Era stata istituita nel 2013 dal Commissario prefettizio pro tempore, Maria Virginia Rizzo, che ne ravvisava la “necessità per risanare le casse comunali”.

Secondo la voce ricorrente dell’attuale Consigliere di maggioranza delegato al settore turismo e spettacolo, già negli anni decorsi la tassa suddetta si è rivelata positiva ai fini “degli introiti”, in una situazione di precarietà economica, nella quale versava l’Ente Comunale.

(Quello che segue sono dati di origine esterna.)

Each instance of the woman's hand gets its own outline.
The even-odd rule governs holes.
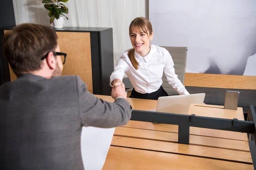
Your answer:
[[[121,80],[119,79],[116,79],[113,80],[112,82],[112,86],[114,87],[115,86],[117,86],[118,85],[120,85],[121,86],[125,86],[124,83],[123,83],[122,82]]]

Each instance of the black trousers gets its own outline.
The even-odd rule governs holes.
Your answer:
[[[163,89],[163,87],[161,86],[160,88],[155,92],[151,93],[146,93],[143,94],[135,91],[134,89],[133,89],[129,98],[137,98],[143,99],[150,99],[152,100],[157,100],[158,97],[163,96],[168,96],[168,94]]]

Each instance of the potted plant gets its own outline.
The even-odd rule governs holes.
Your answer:
[[[50,23],[53,23],[55,28],[62,28],[64,26],[64,17],[68,20],[64,14],[68,14],[68,9],[63,3],[69,0],[44,0],[44,8],[49,11]]]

Ancora oggi, a riapprovazione avvenuta, ne stigmatizza l’utilità per “incassare maggiore capitale da spendere per i servizi al turismo”. In delibera, il circostanziato regolamento, esplicativo nei dettagli e nei criteri applicativi.

Contestualmente, riemergono perplessità e dissenso da parte dell’imprenditoria alberghiera e di tutto il settore turistico coinvolto, nonché dei cittadini.

In una stagione, che si presenta anomala e che non lascia intravedere i flussi turisti consueti, appare inopportuna la logica del “fare cassa”. Ed inoltre – è quanto affermato da più parti – l’attenzione degli Amministratori Comunali dovrebbe essere rivolta anche ad altri aspetti della Città, sotto il profilo della vivibilità e del decoro.

Ricostruire, “significa contribuire a quella lenta trasformazione che è la vita stessa della città”. Ricostruire significa collaborare con il tempo nel suo aspetto di “passato”, coglierne lo spirito, protenderlo verso un più lungo avvenire” (Memorie di Adriano, Marguerite Yourcenar).

Ricostruire significa “fecondare la bellezza” di un luogo.

E la “ Perla dello Jonio”, nel tempo attuale, sembra avere smarrito i suoi magici riflessi.